Identifiers & Verification in a Post-Breach World

Description

Overview: Last year’s Equifax breach shined a light on the limitations of our current identity infrastructure; the theft of sensitive personal data from more than 147 million people – including “secret” data that had been used by consumers and businesses to verify identities online – made clear that some of our legacy systems were no longer good enough.   In the wake of the breach, government and industry have both expressed an interest in solving these problems, and in some cases putting forth new ideas for how to do so. 

This session will outline the challenges the United States faces in delivering secure, reliable identity verification solutions.  It will also discuss potential solutions – some driven by industry, some by government, and some by partnership between the two.  

Federal Presentation

“Where we are, how we got here, and what should happen next”
-Jeremy Grant (and someone from government TBD)

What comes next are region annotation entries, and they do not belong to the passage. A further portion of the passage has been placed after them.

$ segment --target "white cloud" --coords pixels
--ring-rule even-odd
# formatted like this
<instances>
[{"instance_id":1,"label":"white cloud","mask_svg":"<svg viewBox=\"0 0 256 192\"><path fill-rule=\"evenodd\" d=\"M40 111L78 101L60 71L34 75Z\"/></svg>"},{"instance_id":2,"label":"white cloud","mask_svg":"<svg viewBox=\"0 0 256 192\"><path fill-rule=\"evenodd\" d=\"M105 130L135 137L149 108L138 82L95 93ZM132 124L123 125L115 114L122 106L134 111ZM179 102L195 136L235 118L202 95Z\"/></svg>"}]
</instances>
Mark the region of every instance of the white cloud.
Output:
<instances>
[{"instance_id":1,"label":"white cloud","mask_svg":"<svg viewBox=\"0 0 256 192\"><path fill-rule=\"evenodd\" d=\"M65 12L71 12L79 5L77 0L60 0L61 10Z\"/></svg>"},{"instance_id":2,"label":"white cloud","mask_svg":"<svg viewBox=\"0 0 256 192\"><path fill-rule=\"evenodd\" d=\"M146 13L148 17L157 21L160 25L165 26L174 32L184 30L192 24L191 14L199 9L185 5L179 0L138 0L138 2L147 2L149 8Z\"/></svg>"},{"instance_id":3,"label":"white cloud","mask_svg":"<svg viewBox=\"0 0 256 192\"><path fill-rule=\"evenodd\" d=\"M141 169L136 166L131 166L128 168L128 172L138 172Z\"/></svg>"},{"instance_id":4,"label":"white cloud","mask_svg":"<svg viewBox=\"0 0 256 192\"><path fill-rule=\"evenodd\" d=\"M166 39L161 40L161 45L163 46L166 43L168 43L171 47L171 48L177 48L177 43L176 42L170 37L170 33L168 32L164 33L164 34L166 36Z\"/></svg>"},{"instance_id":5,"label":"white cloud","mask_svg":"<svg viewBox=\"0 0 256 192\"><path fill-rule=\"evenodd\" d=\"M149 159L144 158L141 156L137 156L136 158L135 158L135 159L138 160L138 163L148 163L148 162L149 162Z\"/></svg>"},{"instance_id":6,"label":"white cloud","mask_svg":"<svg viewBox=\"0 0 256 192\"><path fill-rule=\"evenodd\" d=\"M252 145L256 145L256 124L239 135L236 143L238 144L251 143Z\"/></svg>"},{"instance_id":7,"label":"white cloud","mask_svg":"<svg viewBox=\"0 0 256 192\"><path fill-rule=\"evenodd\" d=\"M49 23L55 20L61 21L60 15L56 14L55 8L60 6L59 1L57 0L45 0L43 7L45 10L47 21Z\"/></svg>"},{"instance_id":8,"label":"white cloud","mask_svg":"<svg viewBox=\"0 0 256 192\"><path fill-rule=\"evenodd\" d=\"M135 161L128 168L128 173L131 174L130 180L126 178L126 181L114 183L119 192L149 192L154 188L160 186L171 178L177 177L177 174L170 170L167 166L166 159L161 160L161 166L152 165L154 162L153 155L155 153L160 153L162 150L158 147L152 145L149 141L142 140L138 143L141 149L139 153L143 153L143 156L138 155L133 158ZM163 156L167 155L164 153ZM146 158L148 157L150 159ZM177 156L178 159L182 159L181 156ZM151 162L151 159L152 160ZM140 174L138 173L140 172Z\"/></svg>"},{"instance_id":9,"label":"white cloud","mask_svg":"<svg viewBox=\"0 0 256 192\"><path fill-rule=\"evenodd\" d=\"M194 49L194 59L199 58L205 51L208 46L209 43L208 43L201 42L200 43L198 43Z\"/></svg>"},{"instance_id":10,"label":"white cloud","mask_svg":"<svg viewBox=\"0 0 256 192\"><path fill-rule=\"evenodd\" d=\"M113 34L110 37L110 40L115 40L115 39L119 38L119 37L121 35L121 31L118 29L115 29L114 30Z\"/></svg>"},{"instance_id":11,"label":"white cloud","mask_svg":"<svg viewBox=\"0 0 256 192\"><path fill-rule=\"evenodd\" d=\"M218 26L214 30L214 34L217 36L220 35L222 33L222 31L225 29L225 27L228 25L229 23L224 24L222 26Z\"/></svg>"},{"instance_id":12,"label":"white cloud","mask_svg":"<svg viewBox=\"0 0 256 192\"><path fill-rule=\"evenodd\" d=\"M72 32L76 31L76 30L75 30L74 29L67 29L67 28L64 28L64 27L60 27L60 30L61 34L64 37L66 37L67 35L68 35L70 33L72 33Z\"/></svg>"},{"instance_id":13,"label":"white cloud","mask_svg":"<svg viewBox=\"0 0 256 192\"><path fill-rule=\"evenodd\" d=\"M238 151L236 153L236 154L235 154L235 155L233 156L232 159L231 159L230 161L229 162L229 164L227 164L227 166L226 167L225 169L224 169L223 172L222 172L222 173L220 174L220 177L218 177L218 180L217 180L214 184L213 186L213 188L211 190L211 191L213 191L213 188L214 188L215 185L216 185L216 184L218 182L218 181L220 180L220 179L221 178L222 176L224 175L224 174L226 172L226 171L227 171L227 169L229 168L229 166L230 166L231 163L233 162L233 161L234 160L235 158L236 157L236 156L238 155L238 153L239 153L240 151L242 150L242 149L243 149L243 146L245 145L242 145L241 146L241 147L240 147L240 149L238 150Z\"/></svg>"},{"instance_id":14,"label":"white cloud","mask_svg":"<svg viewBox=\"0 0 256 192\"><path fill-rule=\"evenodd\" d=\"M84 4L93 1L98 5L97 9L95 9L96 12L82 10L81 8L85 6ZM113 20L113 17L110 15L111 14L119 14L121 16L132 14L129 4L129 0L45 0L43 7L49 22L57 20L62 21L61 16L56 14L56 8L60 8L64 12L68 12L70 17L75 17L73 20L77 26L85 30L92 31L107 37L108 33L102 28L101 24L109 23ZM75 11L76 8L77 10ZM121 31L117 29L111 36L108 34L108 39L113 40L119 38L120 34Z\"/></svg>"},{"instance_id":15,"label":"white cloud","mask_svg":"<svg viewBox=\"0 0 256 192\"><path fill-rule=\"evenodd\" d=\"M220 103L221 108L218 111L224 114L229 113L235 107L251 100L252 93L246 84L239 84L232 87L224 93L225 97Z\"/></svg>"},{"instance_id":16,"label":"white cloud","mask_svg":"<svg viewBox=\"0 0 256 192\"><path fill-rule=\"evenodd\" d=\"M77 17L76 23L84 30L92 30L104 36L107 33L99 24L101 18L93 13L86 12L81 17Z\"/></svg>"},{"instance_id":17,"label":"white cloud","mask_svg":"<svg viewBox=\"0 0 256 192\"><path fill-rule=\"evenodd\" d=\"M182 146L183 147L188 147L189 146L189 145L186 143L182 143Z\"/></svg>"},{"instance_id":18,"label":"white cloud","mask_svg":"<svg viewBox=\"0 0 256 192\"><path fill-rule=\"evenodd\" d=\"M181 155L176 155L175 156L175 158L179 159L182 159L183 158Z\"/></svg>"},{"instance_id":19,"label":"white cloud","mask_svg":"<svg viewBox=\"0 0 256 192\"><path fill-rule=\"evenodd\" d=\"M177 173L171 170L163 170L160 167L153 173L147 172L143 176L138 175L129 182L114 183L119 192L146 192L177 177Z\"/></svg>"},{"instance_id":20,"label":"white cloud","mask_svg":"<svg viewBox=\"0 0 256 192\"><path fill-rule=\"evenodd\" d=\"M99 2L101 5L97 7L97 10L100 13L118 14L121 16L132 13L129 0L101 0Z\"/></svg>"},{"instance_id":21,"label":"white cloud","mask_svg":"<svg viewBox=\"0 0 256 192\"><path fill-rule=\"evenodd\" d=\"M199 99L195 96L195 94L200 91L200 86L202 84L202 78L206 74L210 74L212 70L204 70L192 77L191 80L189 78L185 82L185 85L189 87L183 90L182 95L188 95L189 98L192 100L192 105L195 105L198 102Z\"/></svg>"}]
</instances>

As House Energy and Commerce Committee Chairman Greg Walden noted in a hearing last year, “Today, the information necessary to compromise identity is readily available to those who wish to find it.”  

An understanding of U.S. challenges with remote identity verification starts with examining the history of identity verification in the digital age.  While the United States has long rejected efforts to create a national ID, the lack of a national ID does not mean that the United States does not have a government-backed identity system.  Instead, a patchwork system has emerged of identifiers and credentials issued by a variety of different Federal, state and local government entities.  Of note, all of these government-administered systems are rooted in physical credentials, i.e., the Social Security card, the Driver’s License, the Passport, the Birth Certificate, etc.  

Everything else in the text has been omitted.